WithWoz By WithWoz schedule Updated 6/11/2026

name: woz-knowledge description: Inspect and customize the WozCode knowledge base — the per-repo + per-user index that powers the reviewer's PR-history and code-file recall. Use when the user wants "knowledge base status", "what's in the knowledge base", "search the knowledge base", "add a note to the knowledge base", "suppress this rule", or types /woz-knowledge. allowed-tools: Bash(node *), Read

WozCode KnowledgeBase — inspect and customize

The WozCode knowledge base has three layers, queried bottom-up:

Layer Source Sync?
company org-wide chunks (cross-repo learned rules) server (v2)
repo code files + PR history + distilled rules local (v1) / server (v2)
personal your notes, suppressions, boosts local (v1) / server (v2)

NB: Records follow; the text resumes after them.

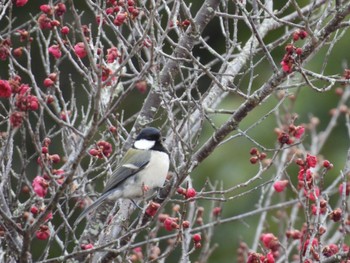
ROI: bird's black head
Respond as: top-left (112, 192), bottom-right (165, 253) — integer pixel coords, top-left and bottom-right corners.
top-left (136, 127), bottom-right (161, 141)
top-left (134, 127), bottom-right (166, 152)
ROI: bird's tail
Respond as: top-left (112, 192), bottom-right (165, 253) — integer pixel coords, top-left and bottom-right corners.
top-left (74, 192), bottom-right (109, 225)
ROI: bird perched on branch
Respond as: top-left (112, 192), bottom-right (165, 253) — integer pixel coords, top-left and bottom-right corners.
top-left (75, 127), bottom-right (170, 224)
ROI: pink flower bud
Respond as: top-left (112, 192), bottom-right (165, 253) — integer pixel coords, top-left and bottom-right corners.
top-left (49, 45), bottom-right (62, 59)
top-left (273, 180), bottom-right (288, 193)
top-left (186, 188), bottom-right (197, 199)
top-left (0, 79), bottom-right (12, 98)
top-left (61, 26), bottom-right (69, 35)
top-left (74, 42), bottom-right (87, 58)
top-left (44, 78), bottom-right (55, 88)
top-left (192, 234), bottom-right (202, 243)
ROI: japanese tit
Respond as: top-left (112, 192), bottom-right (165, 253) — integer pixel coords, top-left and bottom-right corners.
top-left (75, 127), bottom-right (170, 224)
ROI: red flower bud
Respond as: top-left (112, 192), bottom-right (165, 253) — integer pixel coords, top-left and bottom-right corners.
top-left (61, 26), bottom-right (69, 35)
top-left (44, 78), bottom-right (55, 88)
top-left (186, 188), bottom-right (197, 199)
top-left (273, 180), bottom-right (288, 193)
top-left (192, 234), bottom-right (202, 243)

This skill is a thin wrapper around the wozcode knowledge CLI subcommand. It's the right tool when the user wants to:

  • See what's indexed (status)
  • Search the knowledge base semantically (query)
  • Add a personal note that the reviewer will surface in future runs (note)
  • Hide a chunk the reviewer keeps citing (suppress)
  • Boost the relevance of a chunk that should weigh more (boost)
  • Ingest a one-off file (ingest)
  • Refresh the repo knowledge base (refresh)
  • See your overlay history (ops)

When to use

TRIGGER on:

  • "woz knowledge", "knowledge base status", "what's in the knowledge base", "is the knowledge base built"
  • "search the knowledge base for ...", "query the knowledge base", "woz recall" (note: distinct from /woz-recall which searches past Claude Code sessions)
  • "add a knowledge-base note", "remember that X", "tell the knowledge base ..."
  • "suppress this", "stop the reviewer from citing X"
  • "boost this", "make X more relevant"
  • "ingest into the knowledge base", drag-and-drop scenarios
  • "refresh the knowledge base", "rebuild the knowledge base"
  • /woz-knowledge literally

DO NOT use this skill for:

  • General-purpose code search — the user's editor / mcp__plugin_woz_code__Search is the right tool there.
  • Past-session recall — /woz-recall searches Claude Code session transcripts, not the knowledge base.
  • Running a deep code review — that's /woz-review.

Steps

1. Parse the user's request into a knowledge-base subcommand

Map the user's intent to one of the subcommands. When ambiguous, prefer status + a clarifying question over a guess.

User says... Subcommand
status / what's indexed / health check status
search / find / look for query <text>
remember / note / always use note "<text>" (add --repo only when user explicitly says "for this repo")
remove note / forget note unnote <noteId> (add --repo if the note is repo-scoped)
suppress / hide / stop showing suppress <chunkId>
undo suppress / unhide unsuppress <chunkId>
boost / weight higher boost <chunkId> <factor>
undo boost unboost <chunkId>
ingest / add this file ingest <path>
refresh / rebuild refresh
my notes / show overlay ops

For suppress / unsuppress / boost / unboost, the user almost never knows the chunkId off the top of their head. The natural flow is:

  1. Run query <their phrasing> first to surface candidate hits with ids.
  2. Show the user the top hits with their ids.
  3. Ask which id to act on, then run the next subcommand.

2. Invoke the CLI

Run WITHOUT 2>/dev/null — stderr surfaces useful errors (login required, not in a github repo, etc.).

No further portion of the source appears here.